1. General education
2. Professional education
The general education has measurable goals which correspond to the fuzzy goals “adequacy to live in the real world” and “adequacy to understand professional education instruction, which assumes and does not teach basic knowledge and skills”.
The professional education culminates with the production of a “masterpiece” and there are often no clear measurable subgoals (or the connection between the exams or written work and the “masterpiece” are very hard to see).
I feel stupider every day I live, if that’s any consolation.
Well, maybe “living every day” (whatever that may be) is not such a good idea, if that’s how it cracks up.
Myself, I feel I have reached a plateau of constant, well-balanced stupidity. Unfortunately, the stupidity of other people still grows by leaps and bounds. I don’t want to be left behind as some kind of Socratic Zen snowflake.
Oh yes, that happens.
I’m not sure what you mean. Doctoral theses and the like, if that’s what you mean, are beginnings, not ends.
Doctoral theses and the like, if that’s what you mean, are beginnings, not ends.
What do you mean? The beginning of a line of enquiry, or the beginning of a long career?
I think that PlasticPaddy was referring to the original meaning of masterpiece as «a piece of work produced by an apprentice or journeyman aspiring to become a master craftsman in the old European guild system», which defines the nature of a doctoral thesis pretty well.

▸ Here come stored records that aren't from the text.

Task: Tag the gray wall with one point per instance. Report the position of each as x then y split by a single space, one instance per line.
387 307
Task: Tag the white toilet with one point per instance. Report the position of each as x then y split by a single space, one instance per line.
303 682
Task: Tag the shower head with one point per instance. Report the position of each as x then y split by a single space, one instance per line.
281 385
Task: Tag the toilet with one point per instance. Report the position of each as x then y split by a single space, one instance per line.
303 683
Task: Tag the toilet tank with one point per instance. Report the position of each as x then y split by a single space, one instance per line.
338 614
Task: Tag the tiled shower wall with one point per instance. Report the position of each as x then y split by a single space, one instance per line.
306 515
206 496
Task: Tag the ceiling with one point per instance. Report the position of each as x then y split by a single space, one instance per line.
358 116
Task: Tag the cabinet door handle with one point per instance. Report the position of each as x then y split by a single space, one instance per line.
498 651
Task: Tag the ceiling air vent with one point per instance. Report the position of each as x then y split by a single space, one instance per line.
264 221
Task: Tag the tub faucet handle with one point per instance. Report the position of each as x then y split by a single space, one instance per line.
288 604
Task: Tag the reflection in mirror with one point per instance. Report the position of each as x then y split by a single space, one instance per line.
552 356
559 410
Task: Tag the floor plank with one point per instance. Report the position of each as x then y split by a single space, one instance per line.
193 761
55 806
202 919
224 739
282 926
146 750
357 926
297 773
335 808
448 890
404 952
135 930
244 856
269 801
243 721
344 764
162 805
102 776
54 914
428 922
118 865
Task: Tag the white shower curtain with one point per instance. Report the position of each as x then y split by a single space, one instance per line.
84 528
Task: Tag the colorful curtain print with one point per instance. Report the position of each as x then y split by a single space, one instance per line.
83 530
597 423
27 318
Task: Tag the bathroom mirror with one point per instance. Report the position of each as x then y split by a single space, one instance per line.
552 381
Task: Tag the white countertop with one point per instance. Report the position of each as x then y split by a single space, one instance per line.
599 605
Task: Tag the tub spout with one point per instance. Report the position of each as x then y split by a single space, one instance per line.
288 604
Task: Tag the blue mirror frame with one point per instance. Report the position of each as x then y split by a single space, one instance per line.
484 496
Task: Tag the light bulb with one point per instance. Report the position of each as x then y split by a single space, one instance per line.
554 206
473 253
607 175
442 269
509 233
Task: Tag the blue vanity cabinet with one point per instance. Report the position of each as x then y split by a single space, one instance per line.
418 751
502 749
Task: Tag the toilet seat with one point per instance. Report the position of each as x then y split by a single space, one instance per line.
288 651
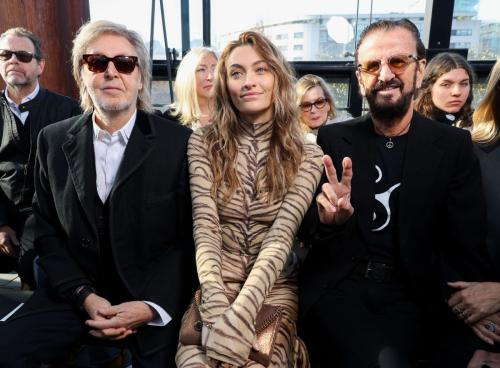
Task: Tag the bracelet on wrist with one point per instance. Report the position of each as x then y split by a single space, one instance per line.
81 294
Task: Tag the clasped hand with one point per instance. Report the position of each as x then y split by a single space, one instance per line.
334 202
116 322
9 243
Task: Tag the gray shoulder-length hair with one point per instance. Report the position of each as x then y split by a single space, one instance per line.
87 35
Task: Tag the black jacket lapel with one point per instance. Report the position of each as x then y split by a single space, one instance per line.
79 152
139 147
361 149
422 160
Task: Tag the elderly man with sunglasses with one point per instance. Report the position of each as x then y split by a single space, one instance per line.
113 216
400 213
25 108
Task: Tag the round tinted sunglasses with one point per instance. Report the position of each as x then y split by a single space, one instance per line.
22 56
99 63
308 106
397 63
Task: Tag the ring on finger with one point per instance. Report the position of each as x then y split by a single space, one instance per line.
490 326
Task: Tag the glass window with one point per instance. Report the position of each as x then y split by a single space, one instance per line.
160 94
195 22
476 26
340 91
328 28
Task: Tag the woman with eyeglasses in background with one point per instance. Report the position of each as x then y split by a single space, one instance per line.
193 85
446 92
253 177
481 301
316 105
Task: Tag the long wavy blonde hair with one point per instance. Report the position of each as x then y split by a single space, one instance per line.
221 137
187 107
303 85
486 118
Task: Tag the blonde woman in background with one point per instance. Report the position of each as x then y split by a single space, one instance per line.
316 105
193 85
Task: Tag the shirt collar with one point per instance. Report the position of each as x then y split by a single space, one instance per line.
30 97
124 132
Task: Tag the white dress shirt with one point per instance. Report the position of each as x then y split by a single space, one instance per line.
108 151
15 107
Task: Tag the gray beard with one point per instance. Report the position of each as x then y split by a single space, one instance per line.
387 112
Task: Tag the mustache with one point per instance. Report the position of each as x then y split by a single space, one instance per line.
17 69
392 83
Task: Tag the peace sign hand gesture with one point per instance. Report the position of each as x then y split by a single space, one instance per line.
334 203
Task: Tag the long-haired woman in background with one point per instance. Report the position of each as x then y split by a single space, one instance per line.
193 85
446 93
316 105
253 176
479 301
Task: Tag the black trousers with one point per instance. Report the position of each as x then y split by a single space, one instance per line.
47 337
363 324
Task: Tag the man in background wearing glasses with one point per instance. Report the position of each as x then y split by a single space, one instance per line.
25 108
113 216
401 212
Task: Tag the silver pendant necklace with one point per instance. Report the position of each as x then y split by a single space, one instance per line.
389 144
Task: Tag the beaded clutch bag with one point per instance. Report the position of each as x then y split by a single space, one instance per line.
266 328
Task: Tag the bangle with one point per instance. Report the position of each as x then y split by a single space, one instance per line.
81 294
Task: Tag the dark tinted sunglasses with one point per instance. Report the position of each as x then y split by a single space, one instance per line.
397 63
99 63
22 56
308 106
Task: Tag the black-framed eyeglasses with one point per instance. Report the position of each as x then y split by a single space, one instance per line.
22 56
318 103
397 63
99 63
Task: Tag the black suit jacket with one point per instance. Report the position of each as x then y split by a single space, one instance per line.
150 220
441 214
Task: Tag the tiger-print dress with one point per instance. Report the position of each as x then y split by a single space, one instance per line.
243 250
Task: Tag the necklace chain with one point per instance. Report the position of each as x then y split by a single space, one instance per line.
390 143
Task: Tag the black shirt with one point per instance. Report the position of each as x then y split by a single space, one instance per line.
389 168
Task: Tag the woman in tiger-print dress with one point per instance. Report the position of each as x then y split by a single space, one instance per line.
252 179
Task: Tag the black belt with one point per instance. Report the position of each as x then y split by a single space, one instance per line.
378 272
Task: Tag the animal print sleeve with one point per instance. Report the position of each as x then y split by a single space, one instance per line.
206 231
231 336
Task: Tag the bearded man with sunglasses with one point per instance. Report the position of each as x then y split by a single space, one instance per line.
113 216
400 213
25 108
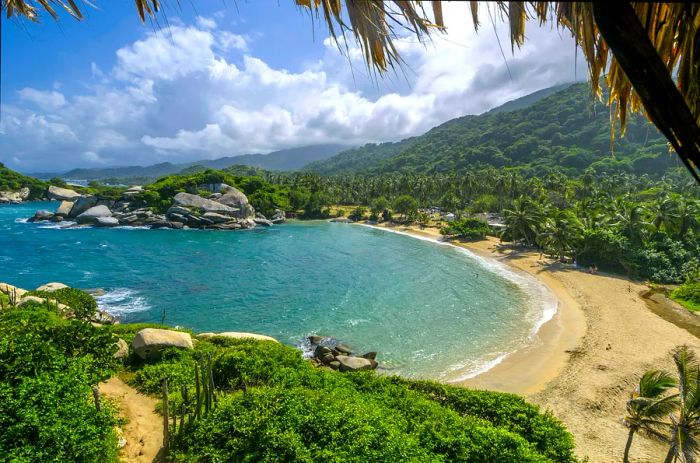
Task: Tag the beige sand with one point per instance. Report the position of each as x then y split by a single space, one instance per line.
587 359
144 427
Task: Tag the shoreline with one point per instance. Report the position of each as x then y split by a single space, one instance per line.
528 369
585 362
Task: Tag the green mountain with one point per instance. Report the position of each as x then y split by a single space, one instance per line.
567 130
288 159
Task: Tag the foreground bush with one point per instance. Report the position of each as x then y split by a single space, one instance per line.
274 406
688 295
47 368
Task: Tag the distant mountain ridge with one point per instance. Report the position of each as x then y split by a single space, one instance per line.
288 159
561 127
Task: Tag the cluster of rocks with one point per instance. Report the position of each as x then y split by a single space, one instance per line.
226 208
327 351
14 197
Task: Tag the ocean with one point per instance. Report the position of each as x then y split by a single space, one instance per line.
429 310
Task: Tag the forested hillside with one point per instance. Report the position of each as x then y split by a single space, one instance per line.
567 130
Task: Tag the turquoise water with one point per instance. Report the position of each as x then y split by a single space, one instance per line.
429 310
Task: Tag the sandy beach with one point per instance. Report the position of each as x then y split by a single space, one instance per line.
583 363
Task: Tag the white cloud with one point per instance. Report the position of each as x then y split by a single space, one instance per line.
46 100
177 95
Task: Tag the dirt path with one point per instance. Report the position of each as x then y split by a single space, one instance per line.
144 428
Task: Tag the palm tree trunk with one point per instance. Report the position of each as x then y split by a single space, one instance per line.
626 457
671 456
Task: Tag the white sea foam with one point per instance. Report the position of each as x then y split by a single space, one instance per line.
120 301
542 304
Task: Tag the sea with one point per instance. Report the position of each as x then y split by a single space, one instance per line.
430 310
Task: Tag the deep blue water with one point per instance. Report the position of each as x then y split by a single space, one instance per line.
429 310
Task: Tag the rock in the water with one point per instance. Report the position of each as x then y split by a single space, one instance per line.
51 287
263 222
149 343
62 194
343 349
207 205
82 204
313 339
106 222
122 349
216 218
92 214
41 215
64 208
348 363
236 199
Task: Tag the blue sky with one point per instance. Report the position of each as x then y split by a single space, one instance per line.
246 77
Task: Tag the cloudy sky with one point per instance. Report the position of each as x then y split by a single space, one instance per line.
251 77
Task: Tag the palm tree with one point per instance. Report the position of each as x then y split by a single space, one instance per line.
639 47
647 406
524 220
562 233
685 423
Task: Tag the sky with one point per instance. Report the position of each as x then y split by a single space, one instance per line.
230 78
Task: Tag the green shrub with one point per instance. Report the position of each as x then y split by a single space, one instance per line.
469 228
688 295
277 407
84 305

Alas, not all theses are masterpieces in the more recent sense of ‘works of outstanding quality’, and most are definitely not masterpieces in the sense of ‘the best piece of work in an individual’s career’.
Generally both.
Yes, that’s what they are – but they’re not culminations. The career that sometimes follows them might be.

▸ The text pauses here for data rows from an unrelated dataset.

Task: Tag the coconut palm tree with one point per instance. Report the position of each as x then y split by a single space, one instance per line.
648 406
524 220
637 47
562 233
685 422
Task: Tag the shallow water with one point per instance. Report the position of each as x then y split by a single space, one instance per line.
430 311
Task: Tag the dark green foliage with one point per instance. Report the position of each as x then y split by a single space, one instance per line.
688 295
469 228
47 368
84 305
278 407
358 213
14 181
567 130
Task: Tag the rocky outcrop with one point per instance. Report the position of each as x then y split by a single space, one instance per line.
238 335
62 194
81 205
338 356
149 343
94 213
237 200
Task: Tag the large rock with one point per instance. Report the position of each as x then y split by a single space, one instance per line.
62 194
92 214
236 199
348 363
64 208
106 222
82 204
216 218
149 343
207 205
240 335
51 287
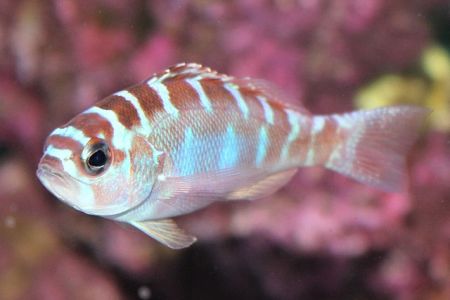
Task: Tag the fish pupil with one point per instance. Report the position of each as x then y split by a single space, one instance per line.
97 159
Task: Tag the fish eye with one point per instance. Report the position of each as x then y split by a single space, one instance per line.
97 157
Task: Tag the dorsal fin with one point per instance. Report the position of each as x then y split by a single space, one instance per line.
271 92
196 71
185 71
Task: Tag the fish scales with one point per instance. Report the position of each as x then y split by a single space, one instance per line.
189 136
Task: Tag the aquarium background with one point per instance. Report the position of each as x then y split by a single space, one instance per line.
322 236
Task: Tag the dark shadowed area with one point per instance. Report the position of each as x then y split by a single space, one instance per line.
322 236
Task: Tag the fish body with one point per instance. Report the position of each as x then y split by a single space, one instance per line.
189 136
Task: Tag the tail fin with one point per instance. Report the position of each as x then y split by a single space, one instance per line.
376 144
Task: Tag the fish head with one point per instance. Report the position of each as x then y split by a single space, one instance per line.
98 171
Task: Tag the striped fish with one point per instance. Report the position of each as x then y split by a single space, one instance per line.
189 136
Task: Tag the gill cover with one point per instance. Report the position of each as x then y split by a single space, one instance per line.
127 182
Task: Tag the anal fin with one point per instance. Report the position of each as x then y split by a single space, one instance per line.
167 232
263 187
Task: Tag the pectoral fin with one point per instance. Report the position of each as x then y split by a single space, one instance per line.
263 187
167 232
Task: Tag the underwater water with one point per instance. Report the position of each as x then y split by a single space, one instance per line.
322 236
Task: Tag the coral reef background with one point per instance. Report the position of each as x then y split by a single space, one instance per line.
321 237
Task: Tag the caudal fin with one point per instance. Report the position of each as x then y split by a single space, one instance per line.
376 144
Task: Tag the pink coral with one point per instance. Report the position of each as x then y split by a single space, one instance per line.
320 237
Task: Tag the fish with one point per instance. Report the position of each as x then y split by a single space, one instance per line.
189 136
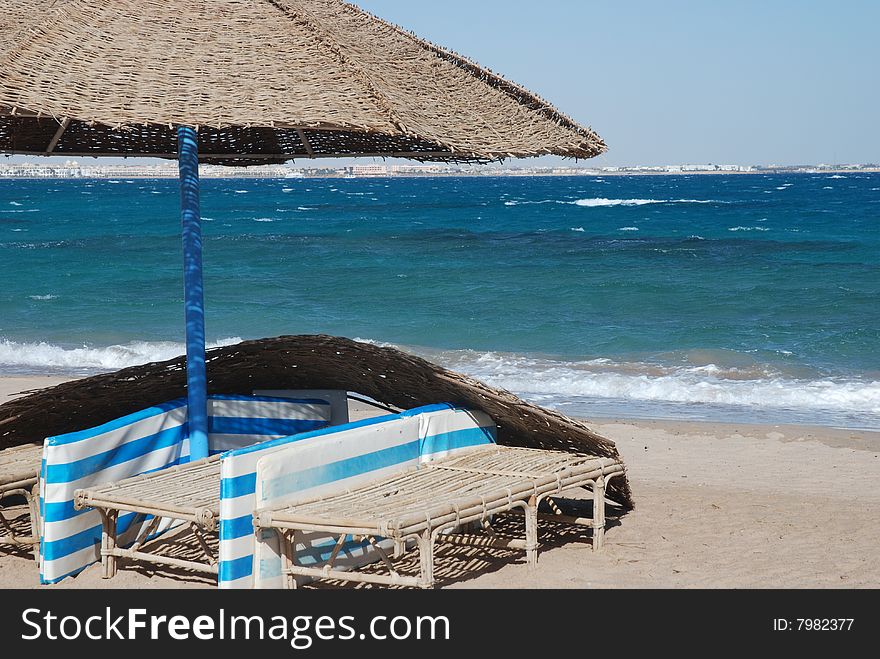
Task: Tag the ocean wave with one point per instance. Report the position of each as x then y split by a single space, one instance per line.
602 202
703 384
552 381
43 356
598 202
759 386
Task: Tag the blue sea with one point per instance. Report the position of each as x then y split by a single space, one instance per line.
749 298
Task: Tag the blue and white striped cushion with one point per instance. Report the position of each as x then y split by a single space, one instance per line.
139 443
337 459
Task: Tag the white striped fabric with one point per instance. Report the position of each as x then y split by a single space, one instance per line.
238 486
332 461
145 441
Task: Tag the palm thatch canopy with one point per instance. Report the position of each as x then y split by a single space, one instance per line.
300 362
263 80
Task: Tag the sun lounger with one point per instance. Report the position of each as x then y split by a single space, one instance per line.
19 474
184 494
425 503
216 496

Masterpiece vs. classic at LH, 2011.
People still do svendestykker here, though there is no formal title of journeyman — whether you even do one is up to the supervisor of the 6 month work experience term that is part of a ‘practical’ secondary education diploma.

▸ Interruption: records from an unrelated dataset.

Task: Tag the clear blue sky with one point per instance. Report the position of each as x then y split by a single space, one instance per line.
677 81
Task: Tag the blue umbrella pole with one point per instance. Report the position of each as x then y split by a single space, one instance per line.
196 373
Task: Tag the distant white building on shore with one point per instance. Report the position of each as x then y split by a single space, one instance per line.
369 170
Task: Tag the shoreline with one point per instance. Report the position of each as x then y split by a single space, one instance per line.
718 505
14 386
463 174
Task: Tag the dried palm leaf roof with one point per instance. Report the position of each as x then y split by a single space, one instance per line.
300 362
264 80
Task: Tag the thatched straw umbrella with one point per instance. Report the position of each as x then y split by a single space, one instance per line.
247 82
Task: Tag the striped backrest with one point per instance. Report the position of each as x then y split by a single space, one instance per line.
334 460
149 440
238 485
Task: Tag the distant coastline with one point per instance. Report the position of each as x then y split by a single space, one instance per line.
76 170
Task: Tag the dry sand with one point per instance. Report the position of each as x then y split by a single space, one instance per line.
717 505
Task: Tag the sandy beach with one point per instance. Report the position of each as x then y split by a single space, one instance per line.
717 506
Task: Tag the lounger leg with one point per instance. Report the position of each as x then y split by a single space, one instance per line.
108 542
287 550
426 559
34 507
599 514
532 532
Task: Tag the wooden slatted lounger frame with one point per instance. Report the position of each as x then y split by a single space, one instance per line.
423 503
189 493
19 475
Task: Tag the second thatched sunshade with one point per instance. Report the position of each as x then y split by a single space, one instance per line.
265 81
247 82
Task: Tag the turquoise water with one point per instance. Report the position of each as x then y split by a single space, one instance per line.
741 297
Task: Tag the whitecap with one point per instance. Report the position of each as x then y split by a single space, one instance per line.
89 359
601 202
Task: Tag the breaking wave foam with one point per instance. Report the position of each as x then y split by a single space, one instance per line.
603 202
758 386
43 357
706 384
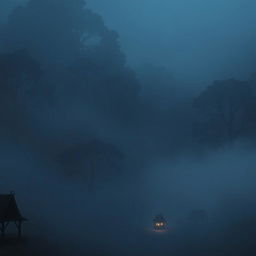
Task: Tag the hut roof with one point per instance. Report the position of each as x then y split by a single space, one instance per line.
9 210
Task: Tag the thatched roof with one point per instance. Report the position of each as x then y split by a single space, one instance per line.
8 209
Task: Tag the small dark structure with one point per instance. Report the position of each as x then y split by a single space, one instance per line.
9 212
159 222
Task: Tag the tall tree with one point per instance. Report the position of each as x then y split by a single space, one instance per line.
223 107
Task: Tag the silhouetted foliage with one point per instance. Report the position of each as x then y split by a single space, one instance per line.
223 108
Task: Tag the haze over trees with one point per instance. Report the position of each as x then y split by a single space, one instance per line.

I’ve seen pictures of what electrical installers do, for instance, and while they are justifiably proud of their work it probably won’t end up in a museum.
After 1862 the guilds had no right to demand membership, but they still exist as voluntary associations and make nice Master’s Letters that hang in butcher shops and the like. I don’t know if the manager of the meat counter/department in my local supermarket did a masterpiece to get his, but he has one. TIL that the masters and the journeymen could have separate guilds (if there were enough of them in a town), headed by the oldermand and oldgeselle respectively.
@dm
You are right, only the education which leads to a professional qualification culminates with the “masterpiece”. The professional then may take opportunities to receive further education, either on the job or as formation courses, thus permitting him/her to continue feeling stupid throughout his/her entire career.
I think “professional qualification” (currently so called) is what made you a journeyman / Gesell / svend in the old system (i.e., the next step after apprenticeship). Then you could go on and build your professional network and submit a masterpiece to the Masters’ Guild when there was a vacancy — if it was accepted (i.e., you went to the right church and didn’t beat your wife in public too often or cheat at cards) you were then allowed to set up shop and hire journeymen instead of working for someone else.
In certain trades in Denmark you would in fact make a svendestykke to prove your worth at the end of the apprentice years, but that was a simpler thing than a masterpiece — I can’t find if there’s a corresponding word in English (unless masterpiece is used for that as well now. *Shakes cane*).
And TIL that journeyman means ‘working for daily wages’ — I thought it was connected to the Wanderjahre tradition (and contained journey = ‘travel’).